I originally gave this as a talk for a local UX design meetup a few years back. I was looking for a different presentation in my google slides the other day, and I stumbled across this one. While flipping through it a couple things came to mind. First, the talk had some moments of calamity, both my fault (my notifications to take my garbage and recycling out popping up constantly), and not my fault (the beer cycle folks pedaling by the open cargo door to the space we were in, their woooooooos! punctuating my talk). That aside, looking through the slides I thought to myself, there is still some pretty relevant content here, issues I am still dealing with, years later. If I am still struggling, chances are other people working on real world designs systems are too, so I thought I'd distill the good bits and relevant parts down to a blog post.
For last few years most of my design work has focused on Design Systems. In 2014 I found myself working for a boutique agency that focused on front-end component based design. Our usual deliverable was a pattern library full of hand-crafted components.

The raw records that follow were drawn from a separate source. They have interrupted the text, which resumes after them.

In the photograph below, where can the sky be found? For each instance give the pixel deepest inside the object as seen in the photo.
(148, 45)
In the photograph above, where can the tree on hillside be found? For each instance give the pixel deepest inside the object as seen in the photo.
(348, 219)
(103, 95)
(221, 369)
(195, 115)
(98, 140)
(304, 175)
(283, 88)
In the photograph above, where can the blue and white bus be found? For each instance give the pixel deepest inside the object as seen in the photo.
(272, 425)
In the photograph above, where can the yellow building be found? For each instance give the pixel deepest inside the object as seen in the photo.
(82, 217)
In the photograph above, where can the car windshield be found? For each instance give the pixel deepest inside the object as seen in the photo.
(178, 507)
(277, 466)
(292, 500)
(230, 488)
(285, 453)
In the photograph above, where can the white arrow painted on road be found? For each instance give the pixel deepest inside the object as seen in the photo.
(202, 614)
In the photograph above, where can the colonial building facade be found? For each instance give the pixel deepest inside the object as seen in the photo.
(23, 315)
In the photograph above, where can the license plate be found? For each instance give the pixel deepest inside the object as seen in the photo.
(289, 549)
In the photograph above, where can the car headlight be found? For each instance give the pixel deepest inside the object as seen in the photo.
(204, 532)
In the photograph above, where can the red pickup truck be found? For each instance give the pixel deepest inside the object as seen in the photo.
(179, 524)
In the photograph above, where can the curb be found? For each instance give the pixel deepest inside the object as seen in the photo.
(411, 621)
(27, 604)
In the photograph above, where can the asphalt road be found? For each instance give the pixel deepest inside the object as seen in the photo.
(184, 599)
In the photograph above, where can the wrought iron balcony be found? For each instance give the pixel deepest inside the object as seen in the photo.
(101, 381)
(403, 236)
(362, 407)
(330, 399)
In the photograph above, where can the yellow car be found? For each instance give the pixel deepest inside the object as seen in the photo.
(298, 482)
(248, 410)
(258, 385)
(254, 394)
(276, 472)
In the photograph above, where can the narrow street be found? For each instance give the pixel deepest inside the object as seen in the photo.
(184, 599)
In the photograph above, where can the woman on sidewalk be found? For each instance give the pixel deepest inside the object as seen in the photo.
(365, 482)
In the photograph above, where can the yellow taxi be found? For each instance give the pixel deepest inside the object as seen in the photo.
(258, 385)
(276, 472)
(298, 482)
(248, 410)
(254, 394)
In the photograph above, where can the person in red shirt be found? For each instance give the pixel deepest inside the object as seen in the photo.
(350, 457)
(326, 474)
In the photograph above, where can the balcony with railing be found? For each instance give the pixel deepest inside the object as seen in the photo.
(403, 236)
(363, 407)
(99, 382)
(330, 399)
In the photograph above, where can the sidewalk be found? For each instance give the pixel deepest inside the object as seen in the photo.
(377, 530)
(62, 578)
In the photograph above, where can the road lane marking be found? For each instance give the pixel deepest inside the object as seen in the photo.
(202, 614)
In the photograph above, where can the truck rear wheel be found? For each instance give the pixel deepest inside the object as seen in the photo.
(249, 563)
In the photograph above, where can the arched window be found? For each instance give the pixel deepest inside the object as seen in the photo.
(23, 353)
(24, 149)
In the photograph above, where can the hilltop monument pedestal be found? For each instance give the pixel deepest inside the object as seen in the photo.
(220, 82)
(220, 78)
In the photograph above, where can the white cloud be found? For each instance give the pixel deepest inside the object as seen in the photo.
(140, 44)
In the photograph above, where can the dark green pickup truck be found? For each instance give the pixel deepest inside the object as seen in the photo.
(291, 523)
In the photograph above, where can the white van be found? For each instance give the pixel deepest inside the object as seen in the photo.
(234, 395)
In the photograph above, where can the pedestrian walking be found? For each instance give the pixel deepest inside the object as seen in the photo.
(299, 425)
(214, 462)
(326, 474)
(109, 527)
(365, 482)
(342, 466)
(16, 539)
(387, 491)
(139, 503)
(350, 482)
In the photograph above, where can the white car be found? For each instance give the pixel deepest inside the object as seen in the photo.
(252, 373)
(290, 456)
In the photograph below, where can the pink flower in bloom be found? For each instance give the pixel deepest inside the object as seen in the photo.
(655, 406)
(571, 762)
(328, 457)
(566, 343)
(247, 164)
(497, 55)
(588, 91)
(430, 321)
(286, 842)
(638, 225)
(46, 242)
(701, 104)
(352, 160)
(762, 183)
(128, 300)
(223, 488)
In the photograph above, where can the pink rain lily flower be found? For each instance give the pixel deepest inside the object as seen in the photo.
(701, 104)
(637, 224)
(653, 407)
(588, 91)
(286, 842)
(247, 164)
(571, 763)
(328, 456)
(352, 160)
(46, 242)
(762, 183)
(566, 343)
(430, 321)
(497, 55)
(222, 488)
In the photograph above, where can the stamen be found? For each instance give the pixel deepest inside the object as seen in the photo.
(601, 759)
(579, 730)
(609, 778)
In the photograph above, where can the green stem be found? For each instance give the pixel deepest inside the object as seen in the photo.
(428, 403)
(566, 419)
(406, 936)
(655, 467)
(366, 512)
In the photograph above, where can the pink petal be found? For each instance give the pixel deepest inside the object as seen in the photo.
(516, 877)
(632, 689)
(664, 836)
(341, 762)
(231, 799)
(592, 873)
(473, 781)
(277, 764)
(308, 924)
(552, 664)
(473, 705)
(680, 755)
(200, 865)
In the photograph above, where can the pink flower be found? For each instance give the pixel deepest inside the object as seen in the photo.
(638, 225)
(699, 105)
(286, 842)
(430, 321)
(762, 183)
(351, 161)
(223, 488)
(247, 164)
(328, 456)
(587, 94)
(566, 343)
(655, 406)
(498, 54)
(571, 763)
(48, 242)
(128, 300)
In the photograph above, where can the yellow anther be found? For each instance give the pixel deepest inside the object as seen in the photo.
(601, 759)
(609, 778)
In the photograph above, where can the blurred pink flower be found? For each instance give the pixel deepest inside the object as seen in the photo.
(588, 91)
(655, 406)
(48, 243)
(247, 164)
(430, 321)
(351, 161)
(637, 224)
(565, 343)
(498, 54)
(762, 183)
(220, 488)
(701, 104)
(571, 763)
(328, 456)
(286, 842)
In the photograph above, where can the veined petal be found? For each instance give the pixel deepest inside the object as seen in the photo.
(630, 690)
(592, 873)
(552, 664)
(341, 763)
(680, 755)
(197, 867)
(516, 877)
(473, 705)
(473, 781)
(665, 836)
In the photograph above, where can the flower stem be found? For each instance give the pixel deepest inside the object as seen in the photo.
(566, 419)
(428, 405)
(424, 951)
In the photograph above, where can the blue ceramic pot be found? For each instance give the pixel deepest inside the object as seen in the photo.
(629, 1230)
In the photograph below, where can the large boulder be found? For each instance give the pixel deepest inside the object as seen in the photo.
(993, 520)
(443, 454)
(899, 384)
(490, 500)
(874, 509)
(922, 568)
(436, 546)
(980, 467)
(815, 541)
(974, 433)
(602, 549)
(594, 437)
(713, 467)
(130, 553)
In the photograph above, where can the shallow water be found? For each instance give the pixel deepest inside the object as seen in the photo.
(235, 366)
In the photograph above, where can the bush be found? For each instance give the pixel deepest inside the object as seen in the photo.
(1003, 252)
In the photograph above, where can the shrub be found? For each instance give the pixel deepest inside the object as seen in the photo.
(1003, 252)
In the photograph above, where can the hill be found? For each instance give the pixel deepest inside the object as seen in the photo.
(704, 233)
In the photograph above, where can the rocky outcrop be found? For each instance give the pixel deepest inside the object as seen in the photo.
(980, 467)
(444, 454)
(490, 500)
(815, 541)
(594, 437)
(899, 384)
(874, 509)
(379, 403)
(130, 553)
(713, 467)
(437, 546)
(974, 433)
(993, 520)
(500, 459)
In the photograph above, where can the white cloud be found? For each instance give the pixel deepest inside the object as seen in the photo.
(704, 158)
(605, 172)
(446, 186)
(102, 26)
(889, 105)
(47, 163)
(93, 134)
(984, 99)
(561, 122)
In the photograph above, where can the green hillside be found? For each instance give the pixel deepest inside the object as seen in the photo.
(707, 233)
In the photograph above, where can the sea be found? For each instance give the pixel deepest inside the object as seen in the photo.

Each one, designed responsively, with thorough internal review, neatly handed over to clients to implement into their site or product.
Making beautiful, hand-crafted design systems since 2014.
The process wasn’t always the same… some were complete new style guides, or pattern libraries from the ground up and some took existing experiences and componentized into libraries, however, each resulted in a perfect pattern library.
Perfect Pattern Libraries
I joined Airship in 2016, and I was super excited to bring my expertise in systems thinking and design to the Ship. When I started I discovered that the Product Team had an existing pattern library.
It was a pretty standard catalog of their front-end components built with Pattern Lab in code. To be honest, it was pretty similar to the shiny, libraries I had built for all sorts of clients.
However, there was some big problems.
From what I could tell, no one was using this library. It was out-of-date, with no clear plan for it’s maintenance and up keep. What’s worse… me in all my newness, every time I met a new co-worker and they asked me politely what I was working on, I would exclaim, "our pattern library!". To which most people responded, "uhhhh, what’s that?". Tumbleweeds blowing through pattern library town. No one even knew there was one. I couldn’t stop thinking… if this is how it is for Airship's pattern library, what happened to all my perfect pattern library babies when they went out in the world?
This tweet from Jina Anne came instantly to mind. Could it be true, could my perfect pattern libraries all be zombies?
So I got to thinking… a lot. About good systems, and how I could make a design system for Airship that would be usable, flexible, and adoptable. Something people could see the value in, and also get excited about.
I found inspiration and parallel in the most unlikely of places. The arguably annoying 90’s homage, Reality Bites. When I was 13 it was the coolest, it sparked in me and all my friends a love of bad boys in bands.
So for those who haven’t seen this movie or for those who have and have forgotten this movie is about a group of Gen X friends that are transitioning from college life to the struggles and problems of adulting in the real world. Struggles that range from coming out, to the loss of a loved one. Mostly it's a 90’s rom-com, which centers around the main character, Lelaina’s love triangle with Troy, (an aimless, loser, bad boy, musician), and Ben Stiller (not the actual Ben, but a character Ben plays but still basically Ben Stiller).
Tangent: I've heard people describe these characters as shit heads, and they are… but I hear people describe millennial the same, just slightly different. Sure they self-consumed, pretentious, and overly cynical for their age, but that’s not particular to Gen X or millennial, that’s just true of youth.
Just like the shit heads in Reality bites, our design systems struggle out in the real world. They suffer from some Real World Problems. In order to create a great design system you first need to identify your problems:
Real World Problems
What does your system need to solve for?
Who are the people involved, and what are their needs?
How is the work done?
Let's dive in a little deeper...
Identifying the pain points
- Are there consistency issues?
- How is your front-end code organized?
- What technologies are you using?
- How responsive are your interfaces?
- Is it accessible?
- What voice are you using to talk to your users?
- Are you using animation?
Identifying the people problems
- Do you have an existing design system, pattern library or style guide?
- Do you have design system allies?
- Are there resource bottlenecks?
- Do you need management buy in?
- Do you need larger organizational buy in?
Identifying the process problems
Tools & Resources:
- Do your designers code? Do they push pixels? Do they do both?
- What tools are people using?
- What resources do they need to get their work done?
- What is the approval and quality assurance process you need?
- Does your system need to work with existing processes?
- What does automation look like for your design system?
At Airship we had (and continue to have) most if not all of these real world problems.